Truly Haunted Houses Across America


Let’s face it; some of us get a kick out of being creeped out this time of year. Perhaps it’s the pumpkins we enjoy carving with their ghoulish faces etched into contorted features. Or, maybe it’s our lawns with cobwebs, tombstones and orange lights. But perhaps the best thing about Halloween for some, is seeking out haunted places – or at least reading about them. Personally, I’m not into walking through haunted houses for fear of my leg or arm being grabbed or hearing creepy sounds – even if they are made by a real, live person. But, I do enjoy the occasional spooky read about haunted places around the world. For those of you that enjoy being spooked during Halloween, here are a few places across America that you may want to check out.

Winchester House, San Jose, California

Its Victorian era peaks seem to stretch to eternity and its large, dark windows gape at passersby. But this haunted house, filled with hallways that end abruptly and walled off rooms, still manages to beckon visitors around Halloween each year.

The year was 1884 when Sarah Winchester, heiress to the Winchester rifle fortune, began construction on the huge house at the recommendation of a medium that she sought after the untimely deaths of her husband and only child. The medium encouraged building the house to ward off the spirits of all the souls Winchester rifles had taken over the years. But with one caveat… building on the house must never cease, or the spirits would kill Sarah.

For years Sara had her builders work onto the house and construct the maze-like residence full of twisting and turning hallways, dead-ends, secret panels, a window built into a floor, staircases leading to nowhere, doors that open to walls, upside-down columns, and rooms built, then intentionally closed off  — all to ward off and confuse evil spirits. The construction continued until Sarah’s death in 1922 but the spookiness of the house remains today as a tourist attraction.

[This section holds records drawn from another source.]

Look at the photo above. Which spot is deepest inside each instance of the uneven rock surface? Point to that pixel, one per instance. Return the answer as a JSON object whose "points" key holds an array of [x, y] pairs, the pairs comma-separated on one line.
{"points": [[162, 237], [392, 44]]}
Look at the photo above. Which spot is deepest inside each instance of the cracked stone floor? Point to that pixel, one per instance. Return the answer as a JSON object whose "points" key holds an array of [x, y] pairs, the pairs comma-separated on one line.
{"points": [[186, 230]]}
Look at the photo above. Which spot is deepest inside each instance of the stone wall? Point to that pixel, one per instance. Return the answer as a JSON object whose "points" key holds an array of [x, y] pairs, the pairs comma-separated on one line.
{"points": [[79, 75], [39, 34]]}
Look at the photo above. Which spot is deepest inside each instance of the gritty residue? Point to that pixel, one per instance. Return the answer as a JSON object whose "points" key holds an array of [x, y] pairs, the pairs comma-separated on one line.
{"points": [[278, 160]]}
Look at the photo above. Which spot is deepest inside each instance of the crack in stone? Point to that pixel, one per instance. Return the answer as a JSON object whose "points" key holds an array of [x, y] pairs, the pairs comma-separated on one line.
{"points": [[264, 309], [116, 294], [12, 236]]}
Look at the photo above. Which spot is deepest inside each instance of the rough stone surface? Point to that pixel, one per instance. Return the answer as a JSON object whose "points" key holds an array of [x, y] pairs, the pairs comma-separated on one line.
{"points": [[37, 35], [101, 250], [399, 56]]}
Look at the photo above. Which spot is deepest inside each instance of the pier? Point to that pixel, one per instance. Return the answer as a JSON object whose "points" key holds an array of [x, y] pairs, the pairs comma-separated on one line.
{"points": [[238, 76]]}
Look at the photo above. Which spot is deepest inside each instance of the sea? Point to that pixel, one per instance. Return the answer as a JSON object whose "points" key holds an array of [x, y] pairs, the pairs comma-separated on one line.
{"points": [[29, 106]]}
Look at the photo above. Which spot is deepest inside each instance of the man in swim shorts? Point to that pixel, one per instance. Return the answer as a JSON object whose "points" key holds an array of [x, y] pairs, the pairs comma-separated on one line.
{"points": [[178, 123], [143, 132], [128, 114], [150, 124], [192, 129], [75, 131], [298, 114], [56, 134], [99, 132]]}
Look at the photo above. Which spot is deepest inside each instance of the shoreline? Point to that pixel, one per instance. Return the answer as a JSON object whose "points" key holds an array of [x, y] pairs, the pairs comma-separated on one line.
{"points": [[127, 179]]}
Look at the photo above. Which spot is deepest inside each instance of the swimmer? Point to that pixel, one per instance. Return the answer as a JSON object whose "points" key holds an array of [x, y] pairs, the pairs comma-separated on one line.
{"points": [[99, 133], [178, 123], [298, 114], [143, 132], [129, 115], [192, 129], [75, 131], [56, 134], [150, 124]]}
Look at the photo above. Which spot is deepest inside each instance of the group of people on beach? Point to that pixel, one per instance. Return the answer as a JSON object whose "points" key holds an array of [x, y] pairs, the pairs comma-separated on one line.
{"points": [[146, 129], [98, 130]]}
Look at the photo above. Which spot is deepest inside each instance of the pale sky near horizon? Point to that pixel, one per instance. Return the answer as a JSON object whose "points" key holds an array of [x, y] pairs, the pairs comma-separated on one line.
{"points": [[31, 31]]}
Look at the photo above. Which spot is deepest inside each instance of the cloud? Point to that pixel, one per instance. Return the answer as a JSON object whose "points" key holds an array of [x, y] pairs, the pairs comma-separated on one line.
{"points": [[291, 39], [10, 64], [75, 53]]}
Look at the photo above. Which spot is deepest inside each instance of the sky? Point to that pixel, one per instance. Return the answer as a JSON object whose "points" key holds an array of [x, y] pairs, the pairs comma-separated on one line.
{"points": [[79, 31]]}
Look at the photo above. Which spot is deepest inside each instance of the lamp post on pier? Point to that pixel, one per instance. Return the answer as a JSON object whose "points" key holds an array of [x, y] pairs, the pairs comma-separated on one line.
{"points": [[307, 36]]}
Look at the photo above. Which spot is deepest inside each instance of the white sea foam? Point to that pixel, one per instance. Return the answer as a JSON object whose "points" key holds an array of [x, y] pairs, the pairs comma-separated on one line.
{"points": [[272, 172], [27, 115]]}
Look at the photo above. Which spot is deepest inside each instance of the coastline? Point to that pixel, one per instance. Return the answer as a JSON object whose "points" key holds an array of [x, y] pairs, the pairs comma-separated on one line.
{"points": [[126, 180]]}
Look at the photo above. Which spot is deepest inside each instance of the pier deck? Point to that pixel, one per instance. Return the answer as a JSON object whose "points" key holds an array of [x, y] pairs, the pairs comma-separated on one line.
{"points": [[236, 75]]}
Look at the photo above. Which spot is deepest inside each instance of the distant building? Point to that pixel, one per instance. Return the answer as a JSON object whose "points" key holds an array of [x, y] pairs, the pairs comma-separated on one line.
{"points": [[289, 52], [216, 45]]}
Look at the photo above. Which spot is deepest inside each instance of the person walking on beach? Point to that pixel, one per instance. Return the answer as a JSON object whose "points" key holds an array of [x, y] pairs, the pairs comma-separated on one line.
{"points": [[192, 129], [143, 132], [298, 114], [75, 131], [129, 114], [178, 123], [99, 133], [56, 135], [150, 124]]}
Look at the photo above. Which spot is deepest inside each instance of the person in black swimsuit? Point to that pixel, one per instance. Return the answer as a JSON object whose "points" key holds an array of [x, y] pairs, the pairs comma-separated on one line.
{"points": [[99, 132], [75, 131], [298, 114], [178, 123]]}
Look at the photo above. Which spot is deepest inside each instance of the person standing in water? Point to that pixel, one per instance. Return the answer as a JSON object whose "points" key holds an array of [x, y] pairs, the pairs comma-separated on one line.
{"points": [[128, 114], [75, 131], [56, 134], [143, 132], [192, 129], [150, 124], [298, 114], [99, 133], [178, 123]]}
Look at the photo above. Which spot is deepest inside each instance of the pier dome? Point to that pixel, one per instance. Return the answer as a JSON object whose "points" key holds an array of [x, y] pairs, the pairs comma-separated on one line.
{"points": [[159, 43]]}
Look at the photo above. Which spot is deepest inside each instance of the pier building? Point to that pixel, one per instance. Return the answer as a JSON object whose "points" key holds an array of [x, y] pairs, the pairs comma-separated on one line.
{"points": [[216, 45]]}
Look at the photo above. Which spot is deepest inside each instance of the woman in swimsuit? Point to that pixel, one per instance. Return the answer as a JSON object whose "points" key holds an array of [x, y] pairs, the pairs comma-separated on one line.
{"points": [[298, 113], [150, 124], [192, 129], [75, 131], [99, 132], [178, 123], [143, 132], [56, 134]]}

Lizzie Borden House, Fall River, MA

To say someone must have been mad in the Borden house is an understatement. On August 4, 1892 Andrew and Abby Borden were found hacked to death with an ax. The suspect? Andrew’s own daughter, Lizzie, who is said to have misgivings about her new stepmother, Abby, because she thought that her father was bequeathing his assets to her step-mother’s side of the family. Surprisingly, Lizzie was found “not guilty” by a jury, but the old Borden house still screams for justice for the slain couple in Fall River, Massachusetts.

Franklin Castle, Cleveland, OH

It’s got all the makings of a truly haunted house – a tower, balconies, old weathered stone, wrought iron fences and even gargoyles that loom hauntingly over the four-story structure, but this Gothic mansion has the spooks to go with its looks.

Belonging originally to Hannes Tiedemann, the house is said to contain ghosts of past occupants who met untimely deaths – including three infants whose skeletons were found in the house and Hannes’s own daughter who died at the hands of her father. Add to that the echoes of screaming babies and the hushed talks of Nazis, and this structure makes for a truly haunted house to explore!

 The White House, Washington DC

If you’ve ever wanted to meet any of our past presidents, perhaps a White House tour is all you need. Many past presidents and heads of state have either seen Abraham Lincoln or felt his presence in the White House. In fact, British Prime Minister Winston Churchill and Queen Wilhelmina of the Netherlands thought what they saw was so real that they fainted at the sight.

Rumor has it that workers have seen an angry Dolley Madison when they tried to dig up her rose garden. Plus, some have said that they’ve heard 7th President Andrew Jackson chuckling in the Rose Bedroom.  Third president Thomas Jefferson plays his violin in the Yellow Oval Room, and others say they’ve seen British soldiers walking the hallways.

 Got a favorite haunted house you’d like to share with us? Tell us about it by commenting below.

And remember this Halloween day, when traveling through neighborhoods in search of candy and spooks to do so safely. Wear something light to help be seen at night, tell family or friends where you’ll be and when you’ll return, and always keep your wits about you. Boo!